La moda punta sull’operazione nostalgia
STYLE
4 Settembre 2025
Articolo di
Camilla Bordoni
La moda punta sull’operazione nostalgia
Nel fashion system c’è chi è fermamente convinto che la moda guardi al futuro, che le tendenze che nascono di stagione in stagione siano l’espressione di un gusto proiettato in avanti. Eppure esaminando alcune campagne più recenti (e non solo) sembra piuttosto che i brand abbiano deciso di riavvolgere il nastro, immergendosi in un passato che si fa promotore di una memoria estetica, diventando altresì una leva commerciale potentissima.
Chi ha visto l’ultima campagna adv di Giorgio Armani girata con una piccola videocamera avrà sicuramente pensato di star guardando un filmato d’archivio, con quella grana imprecisa che richiama gli anni ‘80 e che riporta alla mente quella classe viscerale di un giovane Richard Gere in American Gigolò.
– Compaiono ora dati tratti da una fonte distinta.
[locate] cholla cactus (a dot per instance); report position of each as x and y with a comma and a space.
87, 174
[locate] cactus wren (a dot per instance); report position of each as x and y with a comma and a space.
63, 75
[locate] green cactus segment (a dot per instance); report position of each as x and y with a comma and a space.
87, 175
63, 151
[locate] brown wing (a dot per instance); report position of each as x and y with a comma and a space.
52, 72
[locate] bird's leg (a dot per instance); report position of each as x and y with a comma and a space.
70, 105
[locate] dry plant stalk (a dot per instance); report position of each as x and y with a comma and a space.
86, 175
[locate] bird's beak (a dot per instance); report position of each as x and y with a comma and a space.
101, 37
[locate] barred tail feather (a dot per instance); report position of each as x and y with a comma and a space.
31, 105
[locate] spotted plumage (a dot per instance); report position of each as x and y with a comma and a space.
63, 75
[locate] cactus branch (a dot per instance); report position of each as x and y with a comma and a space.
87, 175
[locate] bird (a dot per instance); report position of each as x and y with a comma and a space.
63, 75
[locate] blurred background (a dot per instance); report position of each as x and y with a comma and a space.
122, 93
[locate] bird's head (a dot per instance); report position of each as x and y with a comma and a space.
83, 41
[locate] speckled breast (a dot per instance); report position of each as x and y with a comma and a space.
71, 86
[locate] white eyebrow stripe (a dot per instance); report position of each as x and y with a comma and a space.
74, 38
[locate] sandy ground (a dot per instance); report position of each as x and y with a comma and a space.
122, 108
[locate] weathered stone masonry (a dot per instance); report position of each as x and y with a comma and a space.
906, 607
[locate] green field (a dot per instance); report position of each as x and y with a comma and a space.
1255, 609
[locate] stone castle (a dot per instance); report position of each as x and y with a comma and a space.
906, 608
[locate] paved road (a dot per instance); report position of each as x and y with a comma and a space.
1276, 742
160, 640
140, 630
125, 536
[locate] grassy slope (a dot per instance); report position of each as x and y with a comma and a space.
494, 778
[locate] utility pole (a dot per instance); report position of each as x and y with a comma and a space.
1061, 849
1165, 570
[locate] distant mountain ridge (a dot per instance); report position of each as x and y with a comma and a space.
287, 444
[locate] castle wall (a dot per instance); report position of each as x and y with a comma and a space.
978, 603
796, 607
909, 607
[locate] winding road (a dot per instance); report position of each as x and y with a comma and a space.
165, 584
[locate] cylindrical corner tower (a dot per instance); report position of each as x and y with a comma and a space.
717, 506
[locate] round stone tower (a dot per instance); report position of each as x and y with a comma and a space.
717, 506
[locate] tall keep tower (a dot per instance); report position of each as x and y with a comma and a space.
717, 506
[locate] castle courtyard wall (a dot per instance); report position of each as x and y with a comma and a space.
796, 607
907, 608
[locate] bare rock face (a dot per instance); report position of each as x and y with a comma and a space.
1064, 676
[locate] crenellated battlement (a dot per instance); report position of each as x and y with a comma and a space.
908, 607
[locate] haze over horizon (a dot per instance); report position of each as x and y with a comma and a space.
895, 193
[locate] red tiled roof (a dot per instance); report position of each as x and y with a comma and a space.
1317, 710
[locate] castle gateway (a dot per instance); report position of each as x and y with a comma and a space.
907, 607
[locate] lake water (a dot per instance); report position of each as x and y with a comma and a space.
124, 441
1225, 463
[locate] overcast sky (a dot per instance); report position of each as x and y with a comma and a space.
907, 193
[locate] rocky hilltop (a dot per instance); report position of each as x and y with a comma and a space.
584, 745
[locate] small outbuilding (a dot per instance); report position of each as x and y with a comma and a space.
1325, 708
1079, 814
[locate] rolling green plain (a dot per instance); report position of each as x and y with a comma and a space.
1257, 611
Si tratta dell’effetto nostalgia, una strategia emotiva che punta a coinvolgere il consumatore attraverso immagini, reference e sensazioni già viste e vissute con l’obiettivo di trasformare il desiderio in acquisto.
L’obiettivo di scavare nel passato per fortificare il legame con i consumatori attraverso progetti di valorizzazione culturale emerge poi da un’altra iniziativa della maison italiana chiamata Armani/Archivio: una piattaforma digitale che raccoglie migliaia di look provenienti dalle collezioni del passato, con lo scopo di condividere il patrimonio storico aziendale.
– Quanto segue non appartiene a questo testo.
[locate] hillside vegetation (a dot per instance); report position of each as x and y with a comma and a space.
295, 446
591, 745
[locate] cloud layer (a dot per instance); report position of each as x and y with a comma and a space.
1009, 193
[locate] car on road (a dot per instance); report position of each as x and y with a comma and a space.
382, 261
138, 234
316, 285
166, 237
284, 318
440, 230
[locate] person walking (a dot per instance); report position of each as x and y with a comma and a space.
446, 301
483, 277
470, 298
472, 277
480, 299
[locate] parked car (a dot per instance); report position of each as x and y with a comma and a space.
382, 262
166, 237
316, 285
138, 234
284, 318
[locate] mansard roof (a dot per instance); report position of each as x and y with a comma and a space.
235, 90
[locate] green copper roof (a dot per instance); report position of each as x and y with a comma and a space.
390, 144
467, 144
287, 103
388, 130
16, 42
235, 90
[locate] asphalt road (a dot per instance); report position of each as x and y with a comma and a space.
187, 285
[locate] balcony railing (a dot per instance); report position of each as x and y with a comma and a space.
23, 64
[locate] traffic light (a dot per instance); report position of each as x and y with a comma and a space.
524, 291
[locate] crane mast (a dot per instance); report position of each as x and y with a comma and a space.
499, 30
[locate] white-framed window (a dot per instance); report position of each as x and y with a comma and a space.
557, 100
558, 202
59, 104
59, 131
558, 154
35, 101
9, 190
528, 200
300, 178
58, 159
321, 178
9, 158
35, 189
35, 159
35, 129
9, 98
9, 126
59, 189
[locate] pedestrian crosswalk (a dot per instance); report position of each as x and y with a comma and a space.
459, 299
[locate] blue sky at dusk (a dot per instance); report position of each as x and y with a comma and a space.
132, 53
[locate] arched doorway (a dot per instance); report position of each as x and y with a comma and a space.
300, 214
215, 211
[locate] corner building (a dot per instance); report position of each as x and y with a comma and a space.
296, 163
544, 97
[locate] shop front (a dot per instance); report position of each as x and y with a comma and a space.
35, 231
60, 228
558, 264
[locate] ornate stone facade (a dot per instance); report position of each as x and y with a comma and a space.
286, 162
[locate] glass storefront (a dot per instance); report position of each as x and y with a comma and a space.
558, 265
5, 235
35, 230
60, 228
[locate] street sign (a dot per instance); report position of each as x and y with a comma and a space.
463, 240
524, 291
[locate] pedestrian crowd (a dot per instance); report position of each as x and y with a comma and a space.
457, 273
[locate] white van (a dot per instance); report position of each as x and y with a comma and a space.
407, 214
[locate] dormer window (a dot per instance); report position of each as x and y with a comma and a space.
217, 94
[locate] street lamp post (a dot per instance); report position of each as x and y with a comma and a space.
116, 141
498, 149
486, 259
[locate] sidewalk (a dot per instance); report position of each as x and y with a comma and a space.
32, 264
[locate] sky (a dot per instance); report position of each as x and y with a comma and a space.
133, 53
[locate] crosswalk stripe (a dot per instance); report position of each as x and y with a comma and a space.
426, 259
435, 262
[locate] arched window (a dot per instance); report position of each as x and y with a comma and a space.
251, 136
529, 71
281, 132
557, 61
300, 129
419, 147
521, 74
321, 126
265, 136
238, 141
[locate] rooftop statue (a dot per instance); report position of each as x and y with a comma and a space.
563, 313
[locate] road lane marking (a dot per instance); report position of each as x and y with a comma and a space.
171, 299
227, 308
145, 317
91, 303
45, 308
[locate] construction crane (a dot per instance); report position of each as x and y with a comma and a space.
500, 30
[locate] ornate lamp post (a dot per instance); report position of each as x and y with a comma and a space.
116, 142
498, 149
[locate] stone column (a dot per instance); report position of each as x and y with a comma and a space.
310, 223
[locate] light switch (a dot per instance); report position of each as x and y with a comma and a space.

Non è un caso dunque che anche tutti i grandi marchi abbiano deciso di flirtare con il passato per conquistare il presente. Prendiamo Mugler, che nella sua ultima campagna con Kendall Jenner rievoca le atmosfere drammaticamente teatrali e couture dello show alta moda della primavera-estate 1997, un risultato ottenuto grazie a quell’abito farfalla iconico e animalesco, sinonimo di esagerazione e sensualità visionaria.
Oppure Valentino, che ha scelto di scattare la propria campagna Fall ambientandola in un set anni ’60, senza contare del “new look” di casa Dior ora guidata da Jonathan Anderson, che ultimamente sta anticipando quella che potrebbe essere l’estetica della linea donna. Molto retrò, molto Christian Dior del dopoguerra come ha dimostrato Sabrina Carpenter e molto settecentesca come ha evidenziato Alba Rohrwacher sull’ultimo red carpet del festival di Venezia.
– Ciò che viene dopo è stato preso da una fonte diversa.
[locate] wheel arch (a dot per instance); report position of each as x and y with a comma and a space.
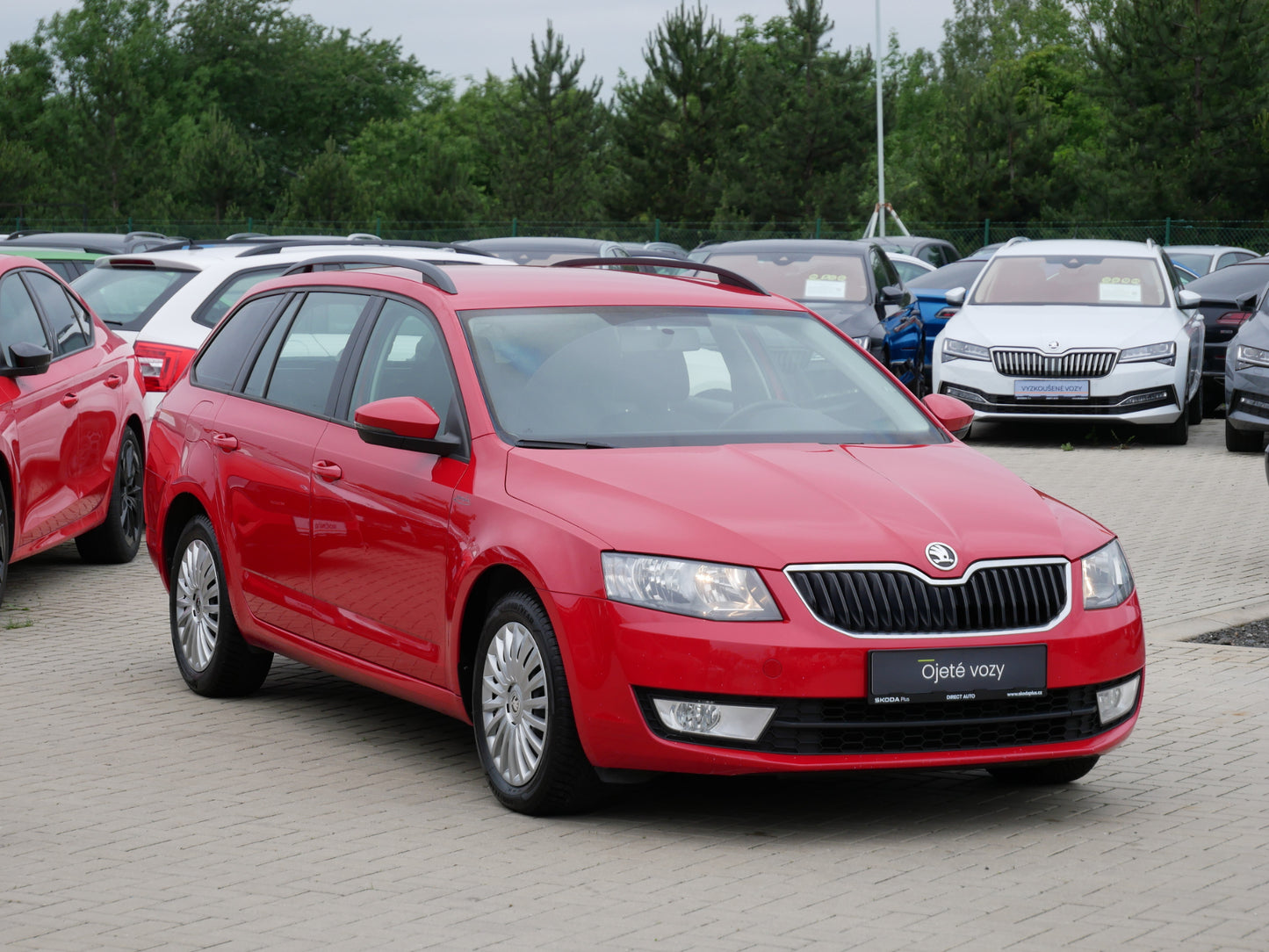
183, 508
493, 583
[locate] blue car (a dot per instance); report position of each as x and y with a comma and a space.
930, 292
849, 284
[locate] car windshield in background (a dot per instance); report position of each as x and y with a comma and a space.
655, 376
1231, 282
958, 274
127, 297
1197, 263
802, 277
1071, 279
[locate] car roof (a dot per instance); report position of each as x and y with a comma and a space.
821, 245
51, 254
237, 256
1078, 247
501, 288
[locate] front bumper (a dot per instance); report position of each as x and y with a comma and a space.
618, 658
1143, 393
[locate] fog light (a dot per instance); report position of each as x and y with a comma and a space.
1115, 702
736, 721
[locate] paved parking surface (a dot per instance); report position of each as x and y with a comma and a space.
134, 815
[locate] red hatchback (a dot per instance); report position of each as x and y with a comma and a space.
624, 522
70, 424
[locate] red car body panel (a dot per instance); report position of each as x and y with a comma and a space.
363, 560
60, 433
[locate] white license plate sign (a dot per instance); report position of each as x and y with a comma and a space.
957, 674
1051, 388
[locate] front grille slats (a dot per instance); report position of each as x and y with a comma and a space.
896, 602
1032, 364
834, 726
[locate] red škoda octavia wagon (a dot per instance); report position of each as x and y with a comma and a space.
71, 458
624, 522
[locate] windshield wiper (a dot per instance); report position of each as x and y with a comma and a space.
561, 444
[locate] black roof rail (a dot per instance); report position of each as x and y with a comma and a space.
430, 273
725, 277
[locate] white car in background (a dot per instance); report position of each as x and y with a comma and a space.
1077, 330
167, 301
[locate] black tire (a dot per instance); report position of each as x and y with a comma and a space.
1194, 407
1243, 441
1043, 773
532, 769
213, 658
1175, 433
5, 547
119, 536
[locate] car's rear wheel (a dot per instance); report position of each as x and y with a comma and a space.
211, 653
1042, 773
1243, 441
522, 711
119, 536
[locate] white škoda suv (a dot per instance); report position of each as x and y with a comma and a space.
1077, 330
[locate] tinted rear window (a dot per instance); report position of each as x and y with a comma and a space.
128, 297
1234, 281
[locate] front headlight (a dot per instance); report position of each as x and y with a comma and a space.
963, 350
1163, 353
1107, 581
1246, 356
701, 589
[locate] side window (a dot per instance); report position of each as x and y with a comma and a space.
407, 356
219, 365
308, 359
71, 328
19, 321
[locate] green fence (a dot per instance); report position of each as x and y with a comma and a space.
966, 235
Di fatto, queste operazioni non sono nostalgiche per il puro scopo di esserlo; sono piuttosto un modo con cui i marchi possono rievocare un’aurea specifica rendendola un revival.
La nostalgia va in mostra
La nostalgia può trasformarsi in una experience? Assolutamente sì, e per farlo basta metterla in mostra. Oggi sempre più griffe organizzano delle vere retrospettive che mettono in esposizione le proprie memorie fatte ad abito, trasformando così il passato in un evento contemporaneo.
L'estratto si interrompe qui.